Visual double line edges, how to fix?

Hi all Rhino experts!!

As you can see in the picture, when you zoom the left corner of the hinge area of the model into certain point, you start to see the double lines. The middle set of shorter curves are Boolean by another object but they all originally come from the same straight extrusion.

How can I get rid of the double line situation here?

Thanks!!

visual double line question.3dm (479.6 KB)

You have to zoom in really close to see that. I mean really close! When I could first see the double line I took a distance across my entire viewport and it was not even measurable. Since your object checks as a closed polysurface is it really necessary to zoom microscopically?

Dan

Hi Dan, thanks for your reply! I didn’t notice that until a CNC/Wire Cutting tech told me that since he was trying to pull DXF out of this and get confused when he saw the double line edges there.

According to him, it would make a difference at the wire cutting stage?

Hi Wen,

How big is this thing going to be? At the moment it’s around 2.8mm wide which isn’t far from the width of a wire cutter… If it’s going to be scaled up it will still fall within tolerance of a wire cutter etc.

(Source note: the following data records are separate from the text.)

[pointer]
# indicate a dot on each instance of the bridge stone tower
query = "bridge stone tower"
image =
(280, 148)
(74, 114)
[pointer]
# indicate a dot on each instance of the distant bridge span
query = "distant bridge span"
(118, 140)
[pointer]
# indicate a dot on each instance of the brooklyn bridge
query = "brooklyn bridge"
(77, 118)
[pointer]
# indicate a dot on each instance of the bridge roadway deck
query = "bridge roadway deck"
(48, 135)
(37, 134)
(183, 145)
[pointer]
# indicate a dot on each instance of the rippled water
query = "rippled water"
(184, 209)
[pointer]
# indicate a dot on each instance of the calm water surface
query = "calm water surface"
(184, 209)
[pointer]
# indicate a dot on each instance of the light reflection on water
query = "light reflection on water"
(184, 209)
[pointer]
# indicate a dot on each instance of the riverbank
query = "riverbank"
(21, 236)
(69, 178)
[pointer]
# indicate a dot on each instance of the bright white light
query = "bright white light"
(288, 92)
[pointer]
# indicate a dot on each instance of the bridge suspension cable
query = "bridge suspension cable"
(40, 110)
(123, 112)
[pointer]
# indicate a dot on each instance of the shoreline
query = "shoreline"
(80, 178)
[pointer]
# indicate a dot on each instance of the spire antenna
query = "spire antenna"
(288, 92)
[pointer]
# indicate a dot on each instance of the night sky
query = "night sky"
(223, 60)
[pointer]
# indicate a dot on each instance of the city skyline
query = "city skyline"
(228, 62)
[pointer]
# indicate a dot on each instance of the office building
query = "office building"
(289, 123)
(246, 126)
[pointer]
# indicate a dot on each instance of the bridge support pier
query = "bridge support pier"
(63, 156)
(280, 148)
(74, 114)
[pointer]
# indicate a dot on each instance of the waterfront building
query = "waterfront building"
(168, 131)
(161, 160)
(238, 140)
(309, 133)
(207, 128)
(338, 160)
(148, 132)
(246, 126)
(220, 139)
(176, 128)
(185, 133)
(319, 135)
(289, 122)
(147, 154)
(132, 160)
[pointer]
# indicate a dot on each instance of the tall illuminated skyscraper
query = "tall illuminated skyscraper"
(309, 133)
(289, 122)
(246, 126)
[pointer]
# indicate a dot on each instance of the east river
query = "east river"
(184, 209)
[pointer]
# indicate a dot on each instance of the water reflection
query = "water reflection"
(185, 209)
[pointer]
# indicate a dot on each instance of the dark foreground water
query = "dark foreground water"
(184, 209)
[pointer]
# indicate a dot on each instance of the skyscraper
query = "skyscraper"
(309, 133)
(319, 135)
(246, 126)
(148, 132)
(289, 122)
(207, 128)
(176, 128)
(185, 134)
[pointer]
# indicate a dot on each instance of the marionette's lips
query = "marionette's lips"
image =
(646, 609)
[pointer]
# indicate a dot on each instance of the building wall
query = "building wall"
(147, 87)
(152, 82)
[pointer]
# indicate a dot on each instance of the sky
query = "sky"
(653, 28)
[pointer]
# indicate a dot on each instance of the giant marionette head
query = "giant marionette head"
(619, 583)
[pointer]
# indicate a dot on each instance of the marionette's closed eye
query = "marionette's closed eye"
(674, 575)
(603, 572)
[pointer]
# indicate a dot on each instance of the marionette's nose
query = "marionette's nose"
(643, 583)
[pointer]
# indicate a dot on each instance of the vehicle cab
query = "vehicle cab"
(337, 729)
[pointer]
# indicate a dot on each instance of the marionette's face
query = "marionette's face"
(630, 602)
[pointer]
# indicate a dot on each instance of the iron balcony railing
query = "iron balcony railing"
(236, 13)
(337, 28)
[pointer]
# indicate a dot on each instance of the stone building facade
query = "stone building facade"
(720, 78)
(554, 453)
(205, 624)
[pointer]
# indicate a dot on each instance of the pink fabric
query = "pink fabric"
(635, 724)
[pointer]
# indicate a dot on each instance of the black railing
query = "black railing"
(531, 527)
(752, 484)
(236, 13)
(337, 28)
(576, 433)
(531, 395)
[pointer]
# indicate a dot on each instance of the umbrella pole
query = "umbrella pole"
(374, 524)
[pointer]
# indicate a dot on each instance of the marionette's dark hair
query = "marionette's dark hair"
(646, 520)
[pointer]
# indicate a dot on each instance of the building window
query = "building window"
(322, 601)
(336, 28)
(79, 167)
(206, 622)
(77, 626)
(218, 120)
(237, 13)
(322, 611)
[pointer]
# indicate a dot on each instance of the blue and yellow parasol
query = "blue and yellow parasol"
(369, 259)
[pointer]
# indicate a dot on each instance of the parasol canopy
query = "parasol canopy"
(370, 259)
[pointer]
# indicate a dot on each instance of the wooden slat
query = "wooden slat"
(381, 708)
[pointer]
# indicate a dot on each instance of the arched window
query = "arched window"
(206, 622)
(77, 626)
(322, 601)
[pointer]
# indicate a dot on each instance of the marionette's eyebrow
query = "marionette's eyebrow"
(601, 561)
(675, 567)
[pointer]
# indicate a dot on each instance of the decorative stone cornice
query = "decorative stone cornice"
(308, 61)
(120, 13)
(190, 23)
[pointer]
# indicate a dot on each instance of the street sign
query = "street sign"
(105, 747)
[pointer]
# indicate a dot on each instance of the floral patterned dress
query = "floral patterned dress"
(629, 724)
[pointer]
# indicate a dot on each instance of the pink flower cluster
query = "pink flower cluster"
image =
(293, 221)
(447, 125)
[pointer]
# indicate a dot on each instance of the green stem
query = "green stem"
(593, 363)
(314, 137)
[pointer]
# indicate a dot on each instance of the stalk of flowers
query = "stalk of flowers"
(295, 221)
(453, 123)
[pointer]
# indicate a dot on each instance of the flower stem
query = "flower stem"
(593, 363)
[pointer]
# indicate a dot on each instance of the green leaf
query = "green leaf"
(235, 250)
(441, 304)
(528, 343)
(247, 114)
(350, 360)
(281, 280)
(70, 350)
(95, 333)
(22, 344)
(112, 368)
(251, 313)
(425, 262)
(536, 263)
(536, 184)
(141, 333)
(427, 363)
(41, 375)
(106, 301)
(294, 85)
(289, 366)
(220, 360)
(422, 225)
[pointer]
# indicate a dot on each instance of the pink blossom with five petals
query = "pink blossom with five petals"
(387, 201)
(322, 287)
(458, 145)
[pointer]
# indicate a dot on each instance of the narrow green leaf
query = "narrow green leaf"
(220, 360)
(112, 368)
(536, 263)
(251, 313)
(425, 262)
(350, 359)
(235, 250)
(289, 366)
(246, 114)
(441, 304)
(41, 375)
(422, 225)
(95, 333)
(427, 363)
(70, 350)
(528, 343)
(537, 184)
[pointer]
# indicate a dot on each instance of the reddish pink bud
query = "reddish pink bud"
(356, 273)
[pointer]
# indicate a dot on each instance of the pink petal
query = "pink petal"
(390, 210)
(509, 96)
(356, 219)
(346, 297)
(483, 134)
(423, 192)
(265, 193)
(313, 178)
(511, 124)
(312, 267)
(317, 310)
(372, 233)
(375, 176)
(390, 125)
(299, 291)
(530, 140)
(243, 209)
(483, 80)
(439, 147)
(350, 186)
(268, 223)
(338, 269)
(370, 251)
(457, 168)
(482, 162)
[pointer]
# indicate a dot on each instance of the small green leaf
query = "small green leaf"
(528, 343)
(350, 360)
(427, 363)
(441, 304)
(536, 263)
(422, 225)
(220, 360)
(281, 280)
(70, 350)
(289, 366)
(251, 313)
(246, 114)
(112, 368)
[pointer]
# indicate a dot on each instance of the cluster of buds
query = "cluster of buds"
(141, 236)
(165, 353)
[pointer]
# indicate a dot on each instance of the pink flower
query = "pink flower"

The easiest thing to do is DupFaceBorder and extrude another version and draw a cylinder to boolean the other sections to keep it clean.

Andy

My guess is that the CNC guy is talking about the fact that you. have several surfaces that are split in two pieces instead of being just one single surface. On those surfaces there are twice as many edges as there should.

What the CNC guy would probably like to see is a model like this:
No_Double.3dm (423.9 KB)

My advice to you is don’t use booleans when modeling stuff like this. You will be likely to discover if you build your solids using the surfacing tools, without using booleans, you will have a lot less trouble when exporting to other solid modeling CAD applications.

Thanks Jim. How did you achieve the clean look in your attached 3DM?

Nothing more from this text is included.